RE: Why is life worth living as an atheist?
January 7, 2013 at 4:11 pm
(This post was last modified: January 7, 2013 at 4:15 pm by Violet.)
Annika Wrote:It will obviously not be the same story for all people. I see choice and authenticity as the most important. I have a lot of respect for other people's right to choose. You don't hold the same values as I do, so your reaction will obviously be different.
Well, why not offer my story then? How else for you to understand where I come from?
Value is all subjective, as is respect. Why are these things important to you? What on earth is *not* 'authentic'? What is it about the illusion of choice that you fancy so?
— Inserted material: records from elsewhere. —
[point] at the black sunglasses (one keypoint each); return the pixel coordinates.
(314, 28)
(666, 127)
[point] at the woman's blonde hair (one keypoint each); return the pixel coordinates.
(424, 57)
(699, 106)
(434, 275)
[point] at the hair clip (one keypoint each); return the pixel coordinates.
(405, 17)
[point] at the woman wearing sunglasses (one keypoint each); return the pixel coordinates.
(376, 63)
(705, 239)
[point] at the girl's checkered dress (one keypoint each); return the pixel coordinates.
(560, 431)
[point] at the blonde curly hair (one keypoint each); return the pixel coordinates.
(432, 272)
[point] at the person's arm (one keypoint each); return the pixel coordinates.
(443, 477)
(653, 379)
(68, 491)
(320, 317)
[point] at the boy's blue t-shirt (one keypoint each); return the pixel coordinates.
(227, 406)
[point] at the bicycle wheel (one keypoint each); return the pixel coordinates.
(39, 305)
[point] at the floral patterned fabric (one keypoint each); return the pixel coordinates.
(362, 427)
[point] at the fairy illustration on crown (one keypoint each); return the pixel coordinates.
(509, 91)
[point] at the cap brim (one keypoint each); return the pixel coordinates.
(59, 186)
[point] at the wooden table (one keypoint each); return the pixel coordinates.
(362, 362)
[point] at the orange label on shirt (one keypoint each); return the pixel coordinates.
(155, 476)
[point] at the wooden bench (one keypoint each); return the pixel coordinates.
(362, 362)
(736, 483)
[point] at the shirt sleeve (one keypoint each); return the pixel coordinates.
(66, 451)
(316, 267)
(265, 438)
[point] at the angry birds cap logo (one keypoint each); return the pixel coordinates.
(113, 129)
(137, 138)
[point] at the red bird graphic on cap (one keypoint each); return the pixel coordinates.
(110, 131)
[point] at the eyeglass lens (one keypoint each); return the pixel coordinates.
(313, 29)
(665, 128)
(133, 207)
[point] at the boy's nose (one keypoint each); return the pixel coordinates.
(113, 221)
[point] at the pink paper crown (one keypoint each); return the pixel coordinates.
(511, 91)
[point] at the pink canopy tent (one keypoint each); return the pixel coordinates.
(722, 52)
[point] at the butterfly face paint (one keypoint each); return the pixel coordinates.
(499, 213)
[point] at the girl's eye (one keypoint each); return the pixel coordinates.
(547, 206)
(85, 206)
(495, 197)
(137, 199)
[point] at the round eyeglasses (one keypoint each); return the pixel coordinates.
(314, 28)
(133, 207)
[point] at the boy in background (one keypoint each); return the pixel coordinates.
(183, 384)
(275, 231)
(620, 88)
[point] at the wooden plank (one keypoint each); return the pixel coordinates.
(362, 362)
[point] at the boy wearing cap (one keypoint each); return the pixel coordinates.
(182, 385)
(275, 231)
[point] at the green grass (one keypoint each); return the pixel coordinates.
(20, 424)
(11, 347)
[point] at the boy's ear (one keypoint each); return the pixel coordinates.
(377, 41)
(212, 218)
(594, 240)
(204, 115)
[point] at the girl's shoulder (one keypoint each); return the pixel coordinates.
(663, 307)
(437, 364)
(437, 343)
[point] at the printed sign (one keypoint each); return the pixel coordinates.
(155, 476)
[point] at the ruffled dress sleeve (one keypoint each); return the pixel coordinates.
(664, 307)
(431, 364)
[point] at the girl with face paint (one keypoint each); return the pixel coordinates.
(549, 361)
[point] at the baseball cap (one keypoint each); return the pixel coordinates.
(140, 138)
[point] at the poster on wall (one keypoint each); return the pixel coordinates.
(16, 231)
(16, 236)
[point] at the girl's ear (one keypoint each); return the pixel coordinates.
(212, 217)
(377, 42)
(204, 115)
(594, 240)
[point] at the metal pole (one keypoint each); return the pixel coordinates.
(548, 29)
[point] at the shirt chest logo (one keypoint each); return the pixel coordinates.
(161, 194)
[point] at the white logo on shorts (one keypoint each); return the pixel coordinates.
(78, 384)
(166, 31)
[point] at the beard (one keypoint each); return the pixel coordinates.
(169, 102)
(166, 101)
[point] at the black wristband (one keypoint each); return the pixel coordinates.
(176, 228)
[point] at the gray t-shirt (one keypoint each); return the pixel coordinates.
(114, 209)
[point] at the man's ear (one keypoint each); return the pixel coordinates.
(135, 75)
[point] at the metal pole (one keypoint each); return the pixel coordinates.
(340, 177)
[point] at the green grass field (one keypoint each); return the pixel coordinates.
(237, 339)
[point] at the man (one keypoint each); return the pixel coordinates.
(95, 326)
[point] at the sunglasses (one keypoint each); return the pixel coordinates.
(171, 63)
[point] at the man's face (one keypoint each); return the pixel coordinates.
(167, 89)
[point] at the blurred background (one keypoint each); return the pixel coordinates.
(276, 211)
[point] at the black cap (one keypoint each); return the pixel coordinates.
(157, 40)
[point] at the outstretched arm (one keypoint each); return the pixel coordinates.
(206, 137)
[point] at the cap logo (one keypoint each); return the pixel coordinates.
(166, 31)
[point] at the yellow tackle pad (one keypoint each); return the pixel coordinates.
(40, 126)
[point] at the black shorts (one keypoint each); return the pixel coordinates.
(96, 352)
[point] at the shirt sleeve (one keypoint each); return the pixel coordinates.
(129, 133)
Annika Wrote:Again, my value system is different. I've always disliked the violent side of myself, but I often let it control me. That wasn't really me and if I wanted to be authentic to myself, I had to do something about it. I'd be lying if I said I wouldn't use some kind of force to defend myself or my loved ones, so I dubbed it a "cautious" pacifism.
Then is it not *you*, a person, who has decided to step up your game, and not a philosophy? I'd use my body as a shield, myself. Not much point or concern in guarding my own life though, might as well just run
Quote:Life has always been important to me and it got even more important with the loss of my faith. I was a existentialist before I knew what existentialism was, but there are finer parts (such as the question of authenticity and the topic of angst) I was not as familiar with. It made sense to me and I became a little more committed to choice and authenticity than some other parts.
Topic of angst? Commitment to a philosophy? I guess if it makes you feel good, but at that point it sounds like a replacement for faith in a god.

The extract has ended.